En 1650 av. J.-C., une importante cité située au bord de la mer Morte a été entièrement carbonisée en l’espace d’une seule matinée. La dévastation fut si absolue que rien n’y repoussa pendant six siècles. Aujourd’hui, les indices enfouis dans le sol désignent un coupable venu du ciel. Ce cataclysme n’est pas seulement gravé dans les mémoires religieuses ; il a laissé des traces matérielles à travers l’Europe et le Moyen-Orient. Trois objets archéologiques distincts, découverts dans trois pays différents, racontent exactement la même histoire : une tablette d’argile de l’ancienne Mésopotamie, un disque de bronze exhumé d’une colline allemande et des poteries fondues retrouvées dans la vallée du Jourdain.
La tablette de Ninive : un enregistrement millénaire
L’histoire de cette découverte commence en 1849 dans le nord de l’Irak actuel, en face de la ville de Mossoul. L’archéologue Austen Henry Layard y découvre la bibliothèque du roi Assurbanipal à Ninive. Parmi les 30 000 tablettes d’argile préservées par l’incendie qui détruisit la ville en 612 av. J.-C., les chercheurs découvrent un objet insolite : un disque d’argile de 14 centimètres de diamètre, connu sous le nom de planisphère de Ninive (référencé sous le numéro K8538).
Divisé en huit sections égales comme les parts d’une tarte, ce planisphère comporte des dessins d’étoiles, de constellations et de trajectoires. Longtemps incompris par les assyriologues qui y voyaient un simple calendrier rituel, l’objet a été analysé par deux ingénieurs en astronautique, Alan Bond et Mark Hempsell. En utilisant des logiciels d’astronomie capables de reconstituer la voûte céleste du passé, ils ont découvert que la tablette décrivait la position exacte des constellations à une date très précise : le 29 juin 3123 av. J.-C., juste avant l’aube.

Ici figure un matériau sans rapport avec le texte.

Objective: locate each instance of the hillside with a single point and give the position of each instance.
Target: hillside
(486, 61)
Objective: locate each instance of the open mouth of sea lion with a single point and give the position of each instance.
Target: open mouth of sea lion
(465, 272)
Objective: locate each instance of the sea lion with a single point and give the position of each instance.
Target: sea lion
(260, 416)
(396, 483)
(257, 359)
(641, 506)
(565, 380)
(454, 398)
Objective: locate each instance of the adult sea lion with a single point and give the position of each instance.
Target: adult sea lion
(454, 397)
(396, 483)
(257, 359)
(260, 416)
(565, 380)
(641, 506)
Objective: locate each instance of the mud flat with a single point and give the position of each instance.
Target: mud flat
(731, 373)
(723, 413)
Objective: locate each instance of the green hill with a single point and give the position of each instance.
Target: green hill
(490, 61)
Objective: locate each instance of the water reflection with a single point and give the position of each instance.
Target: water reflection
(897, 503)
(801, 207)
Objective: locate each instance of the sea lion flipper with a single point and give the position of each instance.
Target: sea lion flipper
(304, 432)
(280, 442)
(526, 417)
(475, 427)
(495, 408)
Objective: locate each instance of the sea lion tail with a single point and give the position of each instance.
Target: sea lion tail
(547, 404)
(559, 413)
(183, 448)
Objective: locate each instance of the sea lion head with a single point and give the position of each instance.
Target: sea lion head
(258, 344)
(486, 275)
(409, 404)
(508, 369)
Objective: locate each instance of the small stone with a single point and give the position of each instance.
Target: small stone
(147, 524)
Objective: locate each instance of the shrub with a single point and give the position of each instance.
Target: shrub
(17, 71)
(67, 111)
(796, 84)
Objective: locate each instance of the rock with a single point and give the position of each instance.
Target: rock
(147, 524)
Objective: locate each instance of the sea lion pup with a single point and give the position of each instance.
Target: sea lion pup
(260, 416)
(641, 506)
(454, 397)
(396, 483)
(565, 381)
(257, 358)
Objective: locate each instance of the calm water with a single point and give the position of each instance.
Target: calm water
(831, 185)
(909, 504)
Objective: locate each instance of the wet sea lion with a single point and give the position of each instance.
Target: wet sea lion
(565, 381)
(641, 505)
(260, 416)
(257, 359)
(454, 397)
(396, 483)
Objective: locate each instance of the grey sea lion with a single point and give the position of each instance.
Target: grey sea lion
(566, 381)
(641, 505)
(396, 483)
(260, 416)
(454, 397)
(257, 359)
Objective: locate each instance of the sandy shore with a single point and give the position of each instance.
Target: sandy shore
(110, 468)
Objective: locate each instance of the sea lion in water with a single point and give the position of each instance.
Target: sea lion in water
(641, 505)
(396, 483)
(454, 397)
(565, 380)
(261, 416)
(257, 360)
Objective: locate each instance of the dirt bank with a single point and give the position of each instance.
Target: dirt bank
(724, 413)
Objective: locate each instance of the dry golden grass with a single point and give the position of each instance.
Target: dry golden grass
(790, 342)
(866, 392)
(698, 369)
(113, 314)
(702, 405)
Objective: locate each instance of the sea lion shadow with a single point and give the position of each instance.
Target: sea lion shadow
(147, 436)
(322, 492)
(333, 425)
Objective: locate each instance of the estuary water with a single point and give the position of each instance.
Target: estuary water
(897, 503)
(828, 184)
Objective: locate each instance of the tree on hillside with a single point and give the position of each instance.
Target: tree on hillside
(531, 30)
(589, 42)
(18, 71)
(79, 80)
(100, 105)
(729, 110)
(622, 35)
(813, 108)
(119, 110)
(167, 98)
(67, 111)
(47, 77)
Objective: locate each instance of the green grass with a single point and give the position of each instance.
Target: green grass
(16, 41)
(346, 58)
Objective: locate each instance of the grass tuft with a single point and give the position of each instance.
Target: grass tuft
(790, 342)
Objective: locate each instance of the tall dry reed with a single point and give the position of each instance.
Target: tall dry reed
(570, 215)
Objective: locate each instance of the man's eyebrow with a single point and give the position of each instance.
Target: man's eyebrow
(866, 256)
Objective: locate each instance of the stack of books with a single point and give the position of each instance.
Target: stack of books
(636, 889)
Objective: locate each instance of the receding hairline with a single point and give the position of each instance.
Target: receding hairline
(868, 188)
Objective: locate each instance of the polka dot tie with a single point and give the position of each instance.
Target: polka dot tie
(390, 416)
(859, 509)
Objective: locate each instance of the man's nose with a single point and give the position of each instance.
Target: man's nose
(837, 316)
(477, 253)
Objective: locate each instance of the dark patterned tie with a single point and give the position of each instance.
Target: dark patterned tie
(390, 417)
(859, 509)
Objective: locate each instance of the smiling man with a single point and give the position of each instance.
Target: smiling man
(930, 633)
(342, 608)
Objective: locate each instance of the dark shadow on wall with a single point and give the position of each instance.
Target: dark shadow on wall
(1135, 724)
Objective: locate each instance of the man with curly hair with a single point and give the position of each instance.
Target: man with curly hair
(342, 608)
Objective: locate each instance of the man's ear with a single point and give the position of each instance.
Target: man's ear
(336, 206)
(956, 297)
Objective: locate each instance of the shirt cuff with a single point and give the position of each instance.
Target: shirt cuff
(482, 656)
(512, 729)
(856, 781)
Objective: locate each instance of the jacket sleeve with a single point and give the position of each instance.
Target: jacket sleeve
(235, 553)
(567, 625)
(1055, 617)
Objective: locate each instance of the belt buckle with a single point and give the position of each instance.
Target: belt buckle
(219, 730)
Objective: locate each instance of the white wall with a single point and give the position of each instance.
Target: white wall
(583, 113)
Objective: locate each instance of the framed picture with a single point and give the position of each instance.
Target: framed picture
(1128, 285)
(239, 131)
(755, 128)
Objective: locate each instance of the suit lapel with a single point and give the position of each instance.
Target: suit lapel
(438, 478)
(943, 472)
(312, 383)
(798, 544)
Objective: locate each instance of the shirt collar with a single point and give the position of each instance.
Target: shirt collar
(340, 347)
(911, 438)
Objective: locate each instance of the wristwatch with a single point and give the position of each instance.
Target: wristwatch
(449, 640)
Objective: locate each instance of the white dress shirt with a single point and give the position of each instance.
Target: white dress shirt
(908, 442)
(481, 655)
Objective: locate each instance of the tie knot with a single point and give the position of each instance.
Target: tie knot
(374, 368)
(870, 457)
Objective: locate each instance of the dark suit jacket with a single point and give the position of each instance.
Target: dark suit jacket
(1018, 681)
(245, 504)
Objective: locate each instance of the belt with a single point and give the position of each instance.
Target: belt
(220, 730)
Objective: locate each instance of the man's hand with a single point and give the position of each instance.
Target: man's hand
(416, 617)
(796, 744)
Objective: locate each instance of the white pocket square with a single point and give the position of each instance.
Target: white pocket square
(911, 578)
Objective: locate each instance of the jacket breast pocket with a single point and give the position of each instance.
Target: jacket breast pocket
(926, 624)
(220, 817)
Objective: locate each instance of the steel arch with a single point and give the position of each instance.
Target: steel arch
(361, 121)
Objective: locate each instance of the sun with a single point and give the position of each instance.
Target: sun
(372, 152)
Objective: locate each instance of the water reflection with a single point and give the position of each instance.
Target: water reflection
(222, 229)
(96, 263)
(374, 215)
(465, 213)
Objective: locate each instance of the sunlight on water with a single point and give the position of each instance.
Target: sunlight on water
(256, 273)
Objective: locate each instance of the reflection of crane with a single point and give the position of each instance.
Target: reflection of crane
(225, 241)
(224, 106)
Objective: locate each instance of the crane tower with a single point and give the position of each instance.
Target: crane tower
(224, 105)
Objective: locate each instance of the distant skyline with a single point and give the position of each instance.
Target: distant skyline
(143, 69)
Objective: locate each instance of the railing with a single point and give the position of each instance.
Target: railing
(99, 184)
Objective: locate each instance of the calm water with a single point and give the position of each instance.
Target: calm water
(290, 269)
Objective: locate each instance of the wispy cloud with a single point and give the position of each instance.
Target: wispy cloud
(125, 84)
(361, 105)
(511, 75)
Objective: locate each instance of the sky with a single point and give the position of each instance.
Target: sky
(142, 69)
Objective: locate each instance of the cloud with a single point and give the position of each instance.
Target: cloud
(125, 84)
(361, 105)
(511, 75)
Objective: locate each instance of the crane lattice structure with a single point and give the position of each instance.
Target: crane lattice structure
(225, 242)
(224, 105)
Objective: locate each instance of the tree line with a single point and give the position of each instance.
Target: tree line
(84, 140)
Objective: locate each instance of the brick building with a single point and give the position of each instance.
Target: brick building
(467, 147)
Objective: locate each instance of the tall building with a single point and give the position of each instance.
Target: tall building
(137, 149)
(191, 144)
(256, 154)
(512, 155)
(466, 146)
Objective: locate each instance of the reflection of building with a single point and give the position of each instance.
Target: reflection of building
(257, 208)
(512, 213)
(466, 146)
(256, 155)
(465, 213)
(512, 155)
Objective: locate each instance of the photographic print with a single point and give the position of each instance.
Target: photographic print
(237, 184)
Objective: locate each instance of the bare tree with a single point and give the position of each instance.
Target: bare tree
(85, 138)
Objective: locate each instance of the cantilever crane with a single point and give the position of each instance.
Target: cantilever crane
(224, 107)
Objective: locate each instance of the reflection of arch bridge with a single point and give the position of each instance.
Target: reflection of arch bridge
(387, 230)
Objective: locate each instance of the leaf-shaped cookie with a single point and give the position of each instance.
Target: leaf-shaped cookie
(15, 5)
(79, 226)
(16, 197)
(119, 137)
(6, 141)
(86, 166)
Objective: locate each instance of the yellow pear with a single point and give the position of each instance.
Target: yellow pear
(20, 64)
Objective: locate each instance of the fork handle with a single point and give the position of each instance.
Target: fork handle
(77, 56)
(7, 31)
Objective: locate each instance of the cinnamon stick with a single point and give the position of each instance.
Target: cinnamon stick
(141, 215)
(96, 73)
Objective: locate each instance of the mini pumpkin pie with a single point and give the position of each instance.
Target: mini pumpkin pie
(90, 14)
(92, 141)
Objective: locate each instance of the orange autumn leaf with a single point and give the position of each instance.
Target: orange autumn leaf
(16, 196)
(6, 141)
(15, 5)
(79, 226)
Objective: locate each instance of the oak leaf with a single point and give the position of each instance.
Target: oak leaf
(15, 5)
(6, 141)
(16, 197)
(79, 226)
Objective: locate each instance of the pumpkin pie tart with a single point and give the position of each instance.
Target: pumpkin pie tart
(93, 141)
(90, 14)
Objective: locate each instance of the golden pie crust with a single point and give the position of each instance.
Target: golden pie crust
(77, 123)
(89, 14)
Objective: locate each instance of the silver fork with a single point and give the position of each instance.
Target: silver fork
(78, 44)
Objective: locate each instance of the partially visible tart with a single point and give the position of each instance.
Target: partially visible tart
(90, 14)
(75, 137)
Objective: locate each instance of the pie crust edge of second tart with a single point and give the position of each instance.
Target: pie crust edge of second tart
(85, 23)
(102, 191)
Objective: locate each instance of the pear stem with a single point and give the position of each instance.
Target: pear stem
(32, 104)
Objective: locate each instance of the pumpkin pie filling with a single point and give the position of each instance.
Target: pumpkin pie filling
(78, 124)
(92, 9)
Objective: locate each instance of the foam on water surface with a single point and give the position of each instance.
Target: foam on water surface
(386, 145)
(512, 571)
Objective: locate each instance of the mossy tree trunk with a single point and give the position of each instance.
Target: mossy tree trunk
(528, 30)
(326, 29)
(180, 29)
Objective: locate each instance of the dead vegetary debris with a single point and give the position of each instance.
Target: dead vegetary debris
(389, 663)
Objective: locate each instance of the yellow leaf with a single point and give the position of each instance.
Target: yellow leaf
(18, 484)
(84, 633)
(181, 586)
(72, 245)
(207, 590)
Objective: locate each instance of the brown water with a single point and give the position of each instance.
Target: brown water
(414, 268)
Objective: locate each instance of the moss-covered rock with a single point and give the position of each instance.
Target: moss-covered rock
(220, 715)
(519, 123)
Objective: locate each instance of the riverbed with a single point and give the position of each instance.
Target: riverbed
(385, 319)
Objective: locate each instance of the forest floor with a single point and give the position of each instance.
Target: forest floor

La tablette montre un immense objet blanc traversant le ciel depuis la constellation des Poissons, s’élevant vers le nord-ouest à un angle très bas de 6 degrés au-dessus de l’horizon. En prolongeant cette trajectoire sur une carte, la ligne traverse l’Irak, la Turquie et les Balkans pour finir sa course dans une vallée des Alpes autrichiennes, à Köfels.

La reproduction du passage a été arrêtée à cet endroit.